それによると検挙件数は2万5156件、交通事故は219件。市場導入が始まった22年における事故件数と比べると5.3倍にも膨れ上がる。要は、普及し始めた途端に違反・事故も激増しているということだ。
悪質な違反や事故も目立つ。24年1〜6月の交通事故のうち、飲酒運転は全体の17%にものぼる。自転車や原付きバイクの飲酒運転中の交通事故の割合が1%である事実と比べると、この高さは異常だ。
表に現れる数字がこれほど高いとなると、実態はその数倍。よほど「意識低い系」のユーザーが中核になっているのではと疑わざるを得ない。
NHKの「クローズアップ現代」ではその無法ぶりが暴露されていた。列挙すると、
- 公道で危険な運転をしている電動キックボードを見た人38%
- 実際に接触された、またはされそうになった経験がある人14%
- 2024年の交通違反の検挙件数4万5536件
- 通行区分違反が58%(ルールを守らずに走行するケースが目立つ)
- 飲酒運転での事故割合が17.2%と高く、社会問題になっている
とまぁ予想通りではあるが、交通ルール無視が横行しているのが分かる。
事情は2023年の道路交通法改正によって大きく変わった。それ以前は、電動キックボードは「原動機付自転車(原付)」に分類され、運転には免許が必要だった。
しかし新しい規定では「特定小型原動機付自転車」というカテゴリーが新設され、次のようなルールに変わった。
- 免許は不要(16歳以上であれば誰でも利用可能)
- ヘルメットの着用は努力義務(強制ではない)
- 歩道の走行は制限付きで許可(時速6km以下なら走行OK)
- 最高速度は時速20km(通常の道路での走行)
この改正(改悪?)により、利用のハードルはずっと下がった一方で、多くの利用者が新しいルールを理解しないまま特に都心部で普及が急速に進んだ結果、違反・事故のケースが増えているのだ。
はっきり言って、普及を最優先にして規制をほぼ無くしたら案の定、交通安全がないがしろにされてしまったということだ。
特に、「歩道を普通の自転車のように走ってしまう」や「飲酒運転をしてしまう」といった問題が発生しており、事故につながるリスクが随分と高まっている。
注)なお、自転車も「自転車通行可」と表示されている以外の歩道では時速6㎞以下でなければ道路交通法違反。
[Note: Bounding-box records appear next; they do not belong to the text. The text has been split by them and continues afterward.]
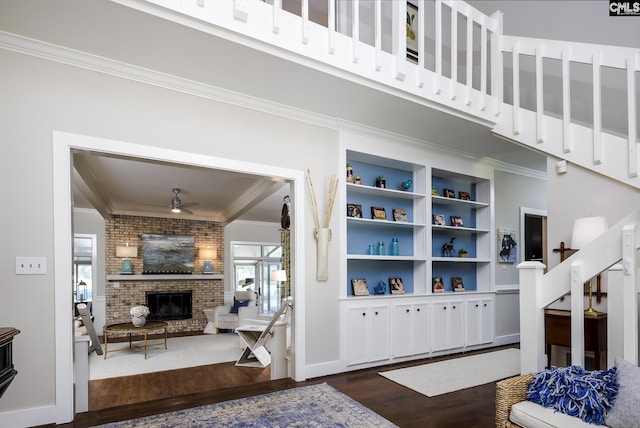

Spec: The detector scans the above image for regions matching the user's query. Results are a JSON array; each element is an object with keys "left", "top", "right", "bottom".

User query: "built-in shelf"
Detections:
[{"left": 107, "top": 273, "right": 224, "bottom": 281}]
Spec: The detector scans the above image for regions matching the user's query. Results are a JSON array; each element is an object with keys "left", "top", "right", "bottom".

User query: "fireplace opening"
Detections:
[{"left": 146, "top": 290, "right": 193, "bottom": 321}]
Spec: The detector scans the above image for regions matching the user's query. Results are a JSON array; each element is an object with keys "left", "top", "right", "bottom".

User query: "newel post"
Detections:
[{"left": 518, "top": 262, "right": 546, "bottom": 374}]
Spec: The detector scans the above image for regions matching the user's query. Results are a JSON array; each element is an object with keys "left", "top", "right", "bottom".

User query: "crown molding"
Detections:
[{"left": 0, "top": 31, "right": 547, "bottom": 180}]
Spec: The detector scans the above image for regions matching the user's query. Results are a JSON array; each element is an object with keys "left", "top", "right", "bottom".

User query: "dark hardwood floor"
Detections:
[{"left": 49, "top": 347, "right": 506, "bottom": 428}]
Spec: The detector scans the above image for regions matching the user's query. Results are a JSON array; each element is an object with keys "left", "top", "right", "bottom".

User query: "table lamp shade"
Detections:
[{"left": 571, "top": 217, "right": 607, "bottom": 250}]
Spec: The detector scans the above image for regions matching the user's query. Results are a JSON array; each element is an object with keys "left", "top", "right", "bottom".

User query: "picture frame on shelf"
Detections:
[
  {"left": 442, "top": 189, "right": 456, "bottom": 198},
  {"left": 351, "top": 278, "right": 369, "bottom": 296},
  {"left": 393, "top": 208, "right": 407, "bottom": 223},
  {"left": 431, "top": 276, "right": 444, "bottom": 293},
  {"left": 347, "top": 204, "right": 362, "bottom": 218},
  {"left": 406, "top": 1, "right": 420, "bottom": 64},
  {"left": 389, "top": 278, "right": 404, "bottom": 294},
  {"left": 371, "top": 207, "right": 387, "bottom": 220},
  {"left": 451, "top": 276, "right": 464, "bottom": 291}
]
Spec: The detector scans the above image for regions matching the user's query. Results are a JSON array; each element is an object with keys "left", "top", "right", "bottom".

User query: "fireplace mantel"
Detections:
[{"left": 107, "top": 273, "right": 224, "bottom": 281}]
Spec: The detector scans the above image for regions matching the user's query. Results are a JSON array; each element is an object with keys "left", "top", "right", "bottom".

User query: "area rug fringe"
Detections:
[
  {"left": 92, "top": 383, "right": 396, "bottom": 428},
  {"left": 379, "top": 349, "right": 520, "bottom": 397}
]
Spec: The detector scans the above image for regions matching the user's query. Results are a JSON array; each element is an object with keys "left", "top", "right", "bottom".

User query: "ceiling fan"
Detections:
[{"left": 170, "top": 187, "right": 197, "bottom": 214}]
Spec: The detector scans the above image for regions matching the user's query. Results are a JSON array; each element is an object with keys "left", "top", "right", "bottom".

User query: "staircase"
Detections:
[{"left": 125, "top": 0, "right": 640, "bottom": 372}]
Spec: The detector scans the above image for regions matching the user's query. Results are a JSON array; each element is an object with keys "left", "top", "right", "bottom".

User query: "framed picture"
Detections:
[
  {"left": 371, "top": 207, "right": 387, "bottom": 220},
  {"left": 498, "top": 229, "right": 518, "bottom": 263},
  {"left": 406, "top": 2, "right": 420, "bottom": 63},
  {"left": 393, "top": 208, "right": 407, "bottom": 223},
  {"left": 458, "top": 191, "right": 471, "bottom": 201},
  {"left": 351, "top": 278, "right": 369, "bottom": 296},
  {"left": 451, "top": 276, "right": 464, "bottom": 291},
  {"left": 347, "top": 204, "right": 362, "bottom": 218},
  {"left": 431, "top": 276, "right": 444, "bottom": 293},
  {"left": 389, "top": 278, "right": 404, "bottom": 294}
]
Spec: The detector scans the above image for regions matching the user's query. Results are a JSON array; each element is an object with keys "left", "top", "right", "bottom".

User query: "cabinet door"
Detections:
[
  {"left": 480, "top": 299, "right": 495, "bottom": 343},
  {"left": 369, "top": 305, "right": 391, "bottom": 361},
  {"left": 347, "top": 307, "right": 371, "bottom": 365},
  {"left": 465, "top": 299, "right": 482, "bottom": 346},
  {"left": 449, "top": 300, "right": 464, "bottom": 349},
  {"left": 431, "top": 302, "right": 451, "bottom": 352},
  {"left": 392, "top": 304, "right": 414, "bottom": 357},
  {"left": 412, "top": 303, "right": 429, "bottom": 355}
]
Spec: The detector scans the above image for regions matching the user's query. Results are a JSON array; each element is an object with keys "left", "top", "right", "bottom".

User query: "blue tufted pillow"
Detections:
[
  {"left": 527, "top": 366, "right": 618, "bottom": 425},
  {"left": 229, "top": 297, "right": 250, "bottom": 314}
]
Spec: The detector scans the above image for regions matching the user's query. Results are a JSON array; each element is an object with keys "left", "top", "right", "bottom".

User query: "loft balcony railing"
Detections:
[{"left": 132, "top": 0, "right": 640, "bottom": 188}]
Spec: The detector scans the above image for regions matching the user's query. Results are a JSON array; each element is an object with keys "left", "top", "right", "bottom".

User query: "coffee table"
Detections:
[{"left": 104, "top": 321, "right": 168, "bottom": 360}]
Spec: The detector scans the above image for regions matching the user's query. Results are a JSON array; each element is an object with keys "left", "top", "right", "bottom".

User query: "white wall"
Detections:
[{"left": 0, "top": 50, "right": 339, "bottom": 426}]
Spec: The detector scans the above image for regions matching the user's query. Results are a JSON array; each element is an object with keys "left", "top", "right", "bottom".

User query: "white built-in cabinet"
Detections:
[
  {"left": 430, "top": 299, "right": 464, "bottom": 352},
  {"left": 347, "top": 304, "right": 391, "bottom": 365},
  {"left": 465, "top": 298, "right": 495, "bottom": 346},
  {"left": 340, "top": 145, "right": 495, "bottom": 366},
  {"left": 391, "top": 302, "right": 430, "bottom": 358}
]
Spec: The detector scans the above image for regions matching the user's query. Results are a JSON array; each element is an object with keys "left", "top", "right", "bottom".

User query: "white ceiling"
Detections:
[{"left": 18, "top": 0, "right": 638, "bottom": 222}]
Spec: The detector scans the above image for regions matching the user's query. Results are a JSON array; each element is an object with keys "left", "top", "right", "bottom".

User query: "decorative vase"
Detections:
[
  {"left": 314, "top": 227, "right": 331, "bottom": 281},
  {"left": 131, "top": 317, "right": 147, "bottom": 327}
]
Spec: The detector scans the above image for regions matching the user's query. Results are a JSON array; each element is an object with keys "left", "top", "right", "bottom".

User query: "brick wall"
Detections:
[{"left": 105, "top": 216, "right": 224, "bottom": 333}]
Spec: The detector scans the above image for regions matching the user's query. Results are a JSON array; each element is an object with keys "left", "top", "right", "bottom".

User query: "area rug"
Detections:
[
  {"left": 92, "top": 383, "right": 396, "bottom": 428},
  {"left": 379, "top": 349, "right": 520, "bottom": 397}
]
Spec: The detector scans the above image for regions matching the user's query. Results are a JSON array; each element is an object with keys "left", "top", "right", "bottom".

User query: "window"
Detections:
[
  {"left": 73, "top": 233, "right": 96, "bottom": 302},
  {"left": 231, "top": 242, "right": 282, "bottom": 314}
]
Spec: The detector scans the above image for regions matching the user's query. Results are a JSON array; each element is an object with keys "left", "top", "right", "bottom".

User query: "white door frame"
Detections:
[{"left": 52, "top": 131, "right": 306, "bottom": 424}]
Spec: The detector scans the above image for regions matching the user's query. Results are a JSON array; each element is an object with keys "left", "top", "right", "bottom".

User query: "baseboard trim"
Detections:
[{"left": 0, "top": 406, "right": 56, "bottom": 428}]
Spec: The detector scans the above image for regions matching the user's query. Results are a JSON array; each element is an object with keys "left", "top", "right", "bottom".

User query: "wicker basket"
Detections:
[{"left": 496, "top": 374, "right": 533, "bottom": 428}]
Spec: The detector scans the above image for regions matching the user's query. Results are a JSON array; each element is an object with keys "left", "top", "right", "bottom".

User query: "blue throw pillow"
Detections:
[
  {"left": 229, "top": 297, "right": 250, "bottom": 314},
  {"left": 527, "top": 366, "right": 618, "bottom": 425}
]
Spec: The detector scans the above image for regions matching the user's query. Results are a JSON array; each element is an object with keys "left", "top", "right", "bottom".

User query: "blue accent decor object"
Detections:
[
  {"left": 229, "top": 297, "right": 250, "bottom": 314},
  {"left": 527, "top": 366, "right": 619, "bottom": 425}
]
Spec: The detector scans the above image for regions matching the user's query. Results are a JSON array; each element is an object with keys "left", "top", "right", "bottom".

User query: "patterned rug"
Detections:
[{"left": 92, "top": 383, "right": 396, "bottom": 428}]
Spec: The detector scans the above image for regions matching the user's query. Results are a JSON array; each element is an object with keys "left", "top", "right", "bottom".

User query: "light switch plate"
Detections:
[{"left": 16, "top": 257, "right": 47, "bottom": 275}]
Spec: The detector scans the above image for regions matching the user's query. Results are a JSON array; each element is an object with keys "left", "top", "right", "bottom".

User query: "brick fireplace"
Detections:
[{"left": 105, "top": 216, "right": 224, "bottom": 333}]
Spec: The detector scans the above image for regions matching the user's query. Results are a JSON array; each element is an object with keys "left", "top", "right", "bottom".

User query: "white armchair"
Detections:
[{"left": 213, "top": 290, "right": 259, "bottom": 334}]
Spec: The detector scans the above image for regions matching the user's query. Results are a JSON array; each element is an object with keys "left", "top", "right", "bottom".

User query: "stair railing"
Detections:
[{"left": 518, "top": 209, "right": 640, "bottom": 373}]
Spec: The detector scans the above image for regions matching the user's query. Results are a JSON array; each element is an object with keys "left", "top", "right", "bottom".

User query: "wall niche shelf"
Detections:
[{"left": 107, "top": 274, "right": 224, "bottom": 281}]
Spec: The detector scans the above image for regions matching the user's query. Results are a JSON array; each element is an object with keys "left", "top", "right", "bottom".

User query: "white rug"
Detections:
[
  {"left": 379, "top": 349, "right": 520, "bottom": 397},
  {"left": 89, "top": 333, "right": 243, "bottom": 380}
]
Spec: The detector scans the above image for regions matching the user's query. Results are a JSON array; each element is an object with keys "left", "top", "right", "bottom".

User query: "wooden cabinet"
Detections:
[
  {"left": 347, "top": 304, "right": 391, "bottom": 365},
  {"left": 465, "top": 297, "right": 495, "bottom": 346},
  {"left": 431, "top": 299, "right": 465, "bottom": 352},
  {"left": 392, "top": 302, "right": 430, "bottom": 358}
]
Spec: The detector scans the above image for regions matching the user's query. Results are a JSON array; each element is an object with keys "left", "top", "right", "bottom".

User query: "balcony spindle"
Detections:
[
  {"left": 592, "top": 52, "right": 602, "bottom": 165},
  {"left": 627, "top": 57, "right": 638, "bottom": 177}
]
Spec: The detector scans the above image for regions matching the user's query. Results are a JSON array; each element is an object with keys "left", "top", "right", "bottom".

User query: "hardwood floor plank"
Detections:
[{"left": 46, "top": 346, "right": 508, "bottom": 428}]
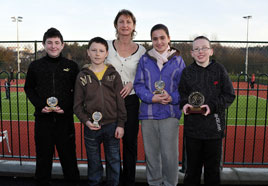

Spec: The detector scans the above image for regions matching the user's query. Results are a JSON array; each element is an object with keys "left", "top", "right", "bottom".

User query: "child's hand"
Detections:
[
  {"left": 41, "top": 106, "right": 52, "bottom": 113},
  {"left": 120, "top": 82, "right": 133, "bottom": 98},
  {"left": 182, "top": 103, "right": 193, "bottom": 115},
  {"left": 53, "top": 106, "right": 64, "bottom": 114},
  {"left": 114, "top": 127, "right": 124, "bottom": 139},
  {"left": 86, "top": 121, "right": 101, "bottom": 130},
  {"left": 200, "top": 105, "right": 210, "bottom": 116}
]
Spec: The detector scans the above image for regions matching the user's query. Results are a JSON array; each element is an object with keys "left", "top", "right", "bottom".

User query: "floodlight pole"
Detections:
[
  {"left": 11, "top": 16, "right": 23, "bottom": 79},
  {"left": 243, "top": 16, "right": 252, "bottom": 81}
]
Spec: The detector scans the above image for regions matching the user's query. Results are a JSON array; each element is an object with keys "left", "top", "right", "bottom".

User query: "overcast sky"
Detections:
[{"left": 0, "top": 0, "right": 268, "bottom": 41}]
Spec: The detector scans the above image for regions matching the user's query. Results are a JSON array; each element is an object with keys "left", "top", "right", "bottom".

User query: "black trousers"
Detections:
[
  {"left": 120, "top": 94, "right": 140, "bottom": 186},
  {"left": 184, "top": 137, "right": 222, "bottom": 186},
  {"left": 35, "top": 113, "right": 79, "bottom": 185}
]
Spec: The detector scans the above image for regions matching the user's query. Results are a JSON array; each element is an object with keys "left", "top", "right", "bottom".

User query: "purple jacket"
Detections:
[{"left": 134, "top": 48, "right": 185, "bottom": 120}]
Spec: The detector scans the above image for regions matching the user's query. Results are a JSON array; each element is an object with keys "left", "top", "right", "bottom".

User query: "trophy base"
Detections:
[
  {"left": 153, "top": 90, "right": 164, "bottom": 94},
  {"left": 48, "top": 107, "right": 56, "bottom": 111},
  {"left": 187, "top": 107, "right": 206, "bottom": 114}
]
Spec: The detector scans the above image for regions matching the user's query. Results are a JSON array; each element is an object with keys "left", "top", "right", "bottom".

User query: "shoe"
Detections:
[{"left": 179, "top": 169, "right": 185, "bottom": 173}]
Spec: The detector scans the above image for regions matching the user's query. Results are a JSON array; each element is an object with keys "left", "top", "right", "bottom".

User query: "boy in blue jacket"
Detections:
[{"left": 179, "top": 36, "right": 235, "bottom": 186}]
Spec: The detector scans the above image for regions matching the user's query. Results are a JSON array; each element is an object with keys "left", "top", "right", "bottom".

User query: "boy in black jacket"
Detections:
[
  {"left": 179, "top": 36, "right": 235, "bottom": 186},
  {"left": 24, "top": 28, "right": 79, "bottom": 186}
]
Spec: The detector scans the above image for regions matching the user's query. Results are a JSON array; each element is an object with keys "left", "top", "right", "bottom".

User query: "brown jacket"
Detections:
[{"left": 74, "top": 65, "right": 127, "bottom": 127}]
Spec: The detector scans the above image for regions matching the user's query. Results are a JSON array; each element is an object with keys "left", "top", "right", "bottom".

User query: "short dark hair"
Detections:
[
  {"left": 193, "top": 36, "right": 211, "bottom": 47},
  {"left": 43, "top": 27, "right": 63, "bottom": 44},
  {"left": 114, "top": 9, "right": 136, "bottom": 38},
  {"left": 151, "top": 24, "right": 170, "bottom": 38},
  {"left": 87, "top": 37, "right": 109, "bottom": 51}
]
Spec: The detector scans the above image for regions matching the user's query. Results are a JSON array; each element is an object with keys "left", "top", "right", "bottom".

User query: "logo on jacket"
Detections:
[
  {"left": 80, "top": 75, "right": 92, "bottom": 86},
  {"left": 106, "top": 75, "right": 115, "bottom": 81}
]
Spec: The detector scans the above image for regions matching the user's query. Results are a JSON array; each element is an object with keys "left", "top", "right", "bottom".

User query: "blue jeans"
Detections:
[{"left": 84, "top": 123, "right": 120, "bottom": 186}]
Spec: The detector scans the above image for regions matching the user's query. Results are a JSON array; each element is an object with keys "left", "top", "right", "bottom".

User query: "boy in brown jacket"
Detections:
[{"left": 74, "top": 37, "right": 127, "bottom": 185}]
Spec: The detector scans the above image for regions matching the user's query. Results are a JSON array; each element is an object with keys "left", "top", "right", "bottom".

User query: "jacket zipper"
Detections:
[{"left": 98, "top": 80, "right": 104, "bottom": 125}]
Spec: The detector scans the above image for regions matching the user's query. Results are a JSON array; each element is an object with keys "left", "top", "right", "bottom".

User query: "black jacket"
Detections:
[
  {"left": 179, "top": 61, "right": 235, "bottom": 139},
  {"left": 24, "top": 56, "right": 79, "bottom": 115}
]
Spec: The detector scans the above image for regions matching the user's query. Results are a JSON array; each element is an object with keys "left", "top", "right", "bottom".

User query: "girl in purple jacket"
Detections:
[{"left": 134, "top": 24, "right": 185, "bottom": 186}]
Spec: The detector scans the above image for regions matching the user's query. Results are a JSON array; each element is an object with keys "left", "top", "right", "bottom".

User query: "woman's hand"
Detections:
[
  {"left": 86, "top": 121, "right": 101, "bottom": 130},
  {"left": 114, "top": 127, "right": 124, "bottom": 139},
  {"left": 152, "top": 90, "right": 172, "bottom": 105},
  {"left": 200, "top": 105, "right": 210, "bottom": 116},
  {"left": 182, "top": 103, "right": 193, "bottom": 115},
  {"left": 120, "top": 82, "right": 133, "bottom": 98}
]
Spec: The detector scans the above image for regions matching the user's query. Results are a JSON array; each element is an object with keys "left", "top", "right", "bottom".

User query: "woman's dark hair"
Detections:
[
  {"left": 87, "top": 37, "right": 109, "bottom": 51},
  {"left": 43, "top": 28, "right": 63, "bottom": 44},
  {"left": 151, "top": 24, "right": 170, "bottom": 38},
  {"left": 114, "top": 9, "right": 136, "bottom": 39}
]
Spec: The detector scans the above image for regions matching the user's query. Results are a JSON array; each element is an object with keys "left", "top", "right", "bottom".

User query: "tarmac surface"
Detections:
[{"left": 0, "top": 160, "right": 268, "bottom": 186}]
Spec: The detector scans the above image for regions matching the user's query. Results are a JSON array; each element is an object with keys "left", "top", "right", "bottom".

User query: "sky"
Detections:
[{"left": 0, "top": 0, "right": 268, "bottom": 41}]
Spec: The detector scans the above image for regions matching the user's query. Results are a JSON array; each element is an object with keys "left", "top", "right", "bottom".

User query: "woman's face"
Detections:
[
  {"left": 116, "top": 15, "right": 135, "bottom": 36},
  {"left": 152, "top": 29, "right": 170, "bottom": 54}
]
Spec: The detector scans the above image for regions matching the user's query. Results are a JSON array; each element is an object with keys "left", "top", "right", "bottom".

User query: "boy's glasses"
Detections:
[{"left": 193, "top": 47, "right": 210, "bottom": 52}]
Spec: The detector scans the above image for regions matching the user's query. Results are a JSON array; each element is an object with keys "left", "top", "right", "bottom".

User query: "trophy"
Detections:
[
  {"left": 153, "top": 80, "right": 165, "bottom": 94},
  {"left": 92, "top": 112, "right": 102, "bottom": 128},
  {"left": 187, "top": 92, "right": 206, "bottom": 114},
  {"left": 47, "top": 97, "right": 58, "bottom": 110}
]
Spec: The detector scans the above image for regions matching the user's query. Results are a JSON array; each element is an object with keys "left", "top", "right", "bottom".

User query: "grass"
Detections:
[{"left": 0, "top": 91, "right": 268, "bottom": 125}]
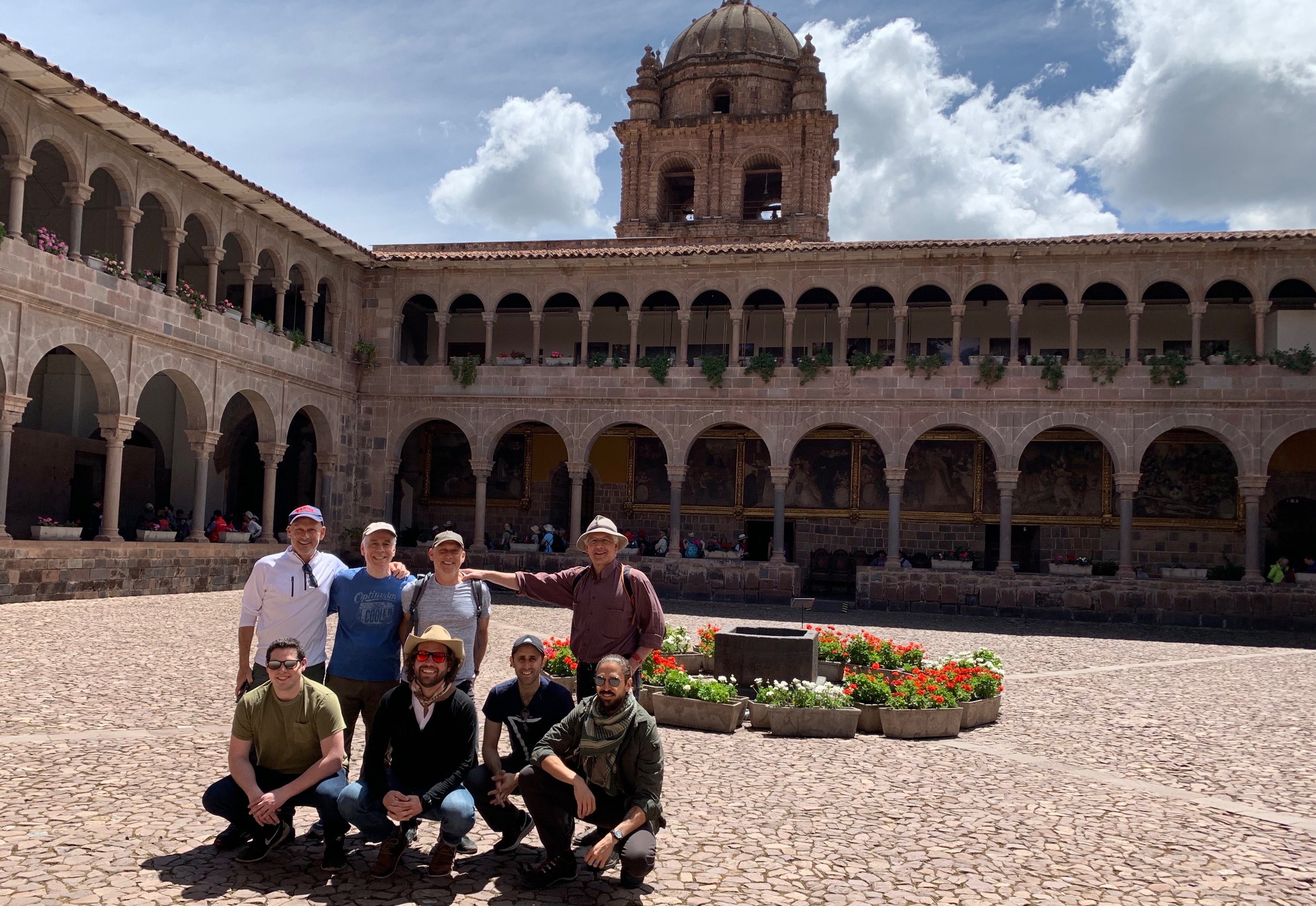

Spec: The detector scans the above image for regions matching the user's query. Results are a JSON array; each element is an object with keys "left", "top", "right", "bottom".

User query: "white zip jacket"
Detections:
[{"left": 238, "top": 547, "right": 347, "bottom": 667}]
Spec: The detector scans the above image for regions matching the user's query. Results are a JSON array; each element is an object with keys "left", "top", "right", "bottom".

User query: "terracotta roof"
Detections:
[{"left": 0, "top": 34, "right": 371, "bottom": 263}]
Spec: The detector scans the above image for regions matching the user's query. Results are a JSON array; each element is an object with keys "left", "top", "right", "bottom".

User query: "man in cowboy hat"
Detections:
[{"left": 338, "top": 626, "right": 475, "bottom": 879}]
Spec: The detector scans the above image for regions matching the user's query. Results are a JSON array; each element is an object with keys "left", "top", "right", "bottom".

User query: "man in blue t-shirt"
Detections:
[
  {"left": 466, "top": 635, "right": 575, "bottom": 852},
  {"left": 325, "top": 522, "right": 416, "bottom": 759}
]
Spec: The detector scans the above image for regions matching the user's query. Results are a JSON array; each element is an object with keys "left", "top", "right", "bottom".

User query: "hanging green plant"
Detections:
[
  {"left": 795, "top": 348, "right": 832, "bottom": 387},
  {"left": 699, "top": 355, "right": 726, "bottom": 390},
  {"left": 745, "top": 353, "right": 776, "bottom": 384},
  {"left": 447, "top": 355, "right": 481, "bottom": 387}
]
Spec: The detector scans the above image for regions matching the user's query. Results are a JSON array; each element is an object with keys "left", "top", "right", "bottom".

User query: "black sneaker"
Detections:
[
  {"left": 215, "top": 824, "right": 252, "bottom": 851},
  {"left": 237, "top": 821, "right": 292, "bottom": 863},
  {"left": 320, "top": 837, "right": 347, "bottom": 872},
  {"left": 521, "top": 852, "right": 576, "bottom": 890},
  {"left": 494, "top": 811, "right": 534, "bottom": 852}
]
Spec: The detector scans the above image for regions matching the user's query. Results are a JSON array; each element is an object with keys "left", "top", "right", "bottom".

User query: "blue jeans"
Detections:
[
  {"left": 202, "top": 766, "right": 347, "bottom": 837},
  {"left": 338, "top": 773, "right": 475, "bottom": 845}
]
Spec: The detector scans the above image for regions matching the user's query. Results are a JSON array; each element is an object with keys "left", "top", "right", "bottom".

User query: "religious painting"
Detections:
[
  {"left": 1133, "top": 431, "right": 1239, "bottom": 519},
  {"left": 903, "top": 440, "right": 974, "bottom": 513},
  {"left": 786, "top": 438, "right": 852, "bottom": 510},
  {"left": 682, "top": 438, "right": 739, "bottom": 506},
  {"left": 741, "top": 438, "right": 773, "bottom": 509},
  {"left": 631, "top": 437, "right": 671, "bottom": 504},
  {"left": 1015, "top": 440, "right": 1102, "bottom": 516}
]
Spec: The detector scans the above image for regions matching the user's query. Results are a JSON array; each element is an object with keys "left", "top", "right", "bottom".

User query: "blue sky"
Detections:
[{"left": 0, "top": 0, "right": 1316, "bottom": 245}]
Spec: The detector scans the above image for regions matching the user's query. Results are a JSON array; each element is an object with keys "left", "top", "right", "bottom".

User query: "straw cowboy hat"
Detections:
[
  {"left": 576, "top": 516, "right": 631, "bottom": 553},
  {"left": 403, "top": 626, "right": 466, "bottom": 660}
]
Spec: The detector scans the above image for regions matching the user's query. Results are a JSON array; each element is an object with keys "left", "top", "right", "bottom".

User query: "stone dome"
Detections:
[{"left": 663, "top": 0, "right": 800, "bottom": 66}]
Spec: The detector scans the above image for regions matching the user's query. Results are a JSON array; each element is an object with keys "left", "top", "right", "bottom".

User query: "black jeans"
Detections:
[
  {"left": 466, "top": 758, "right": 525, "bottom": 834},
  {"left": 517, "top": 766, "right": 658, "bottom": 879}
]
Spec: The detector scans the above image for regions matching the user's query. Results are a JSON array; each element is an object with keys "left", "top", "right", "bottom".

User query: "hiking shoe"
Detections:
[
  {"left": 429, "top": 839, "right": 457, "bottom": 877},
  {"left": 237, "top": 821, "right": 292, "bottom": 863},
  {"left": 215, "top": 824, "right": 252, "bottom": 851},
  {"left": 494, "top": 811, "right": 534, "bottom": 852},
  {"left": 320, "top": 837, "right": 347, "bottom": 872},
  {"left": 521, "top": 852, "right": 576, "bottom": 890},
  {"left": 370, "top": 830, "right": 408, "bottom": 877}
]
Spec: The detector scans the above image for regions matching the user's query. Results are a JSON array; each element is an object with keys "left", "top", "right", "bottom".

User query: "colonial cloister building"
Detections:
[{"left": 0, "top": 0, "right": 1316, "bottom": 599}]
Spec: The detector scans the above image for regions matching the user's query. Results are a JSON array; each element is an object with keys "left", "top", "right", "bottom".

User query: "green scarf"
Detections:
[{"left": 576, "top": 693, "right": 640, "bottom": 796}]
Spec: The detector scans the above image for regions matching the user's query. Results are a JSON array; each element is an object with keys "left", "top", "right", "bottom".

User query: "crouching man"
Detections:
[
  {"left": 338, "top": 626, "right": 475, "bottom": 879},
  {"left": 517, "top": 655, "right": 667, "bottom": 889},
  {"left": 202, "top": 638, "right": 347, "bottom": 872}
]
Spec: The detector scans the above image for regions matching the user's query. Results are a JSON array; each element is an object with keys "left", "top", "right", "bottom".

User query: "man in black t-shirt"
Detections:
[{"left": 466, "top": 635, "right": 575, "bottom": 852}]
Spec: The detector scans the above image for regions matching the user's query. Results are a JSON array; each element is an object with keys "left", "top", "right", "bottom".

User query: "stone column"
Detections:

知っていた?
この結果は、こんなザル改正をした時点で予想された通りだ。
国交省や警察は何を考えていたのだろう。カネの匂いにつられた政治家たちに何の抵抗もせずに押し切られて。こんな無茶なルール変更を押し通した㈱Luupの腕力(金力?)とロビー活動の巧みさには感嘆するが…。
注)特に目立った推進者は、山際大志郎衆議員を座長とする「自由民主党MaaS議員連盟マイクロモビリティPT」とされる。
実際、都内ではこの危ない乗り物が急増しているので、高齢者や子どもにとって歩道が極めて危険な場所になりつつある。小生の知り合いも先日、怖い思いをした経験を基に、電動キックボードを利用する人たちの無法ぶりに対し「交通ルールを覚えることすらできないんじゃないの」と憤慨していた。
いずれ近いうちに高齢者や子どもを巻き込んだ悲惨な事故が生じ、規制再強化の動きが出てくるだろう。もしそのきっかけとなる事故が(複数人を巻き込み、しかもその人たちに半身不随などをもたらすような)重大なものであれば、一挙に「廃止」に世論は傾くかも知れない。
小生自身は国が急いで再改正しないなら、「都会・都市部では条例で利用禁止すべき」だと思う(田舎道ならぶつかる相手もそういないのでOKかと)。元々こんな危ない乗り物と「ザル」ルールを許可したことが間違いなのだ。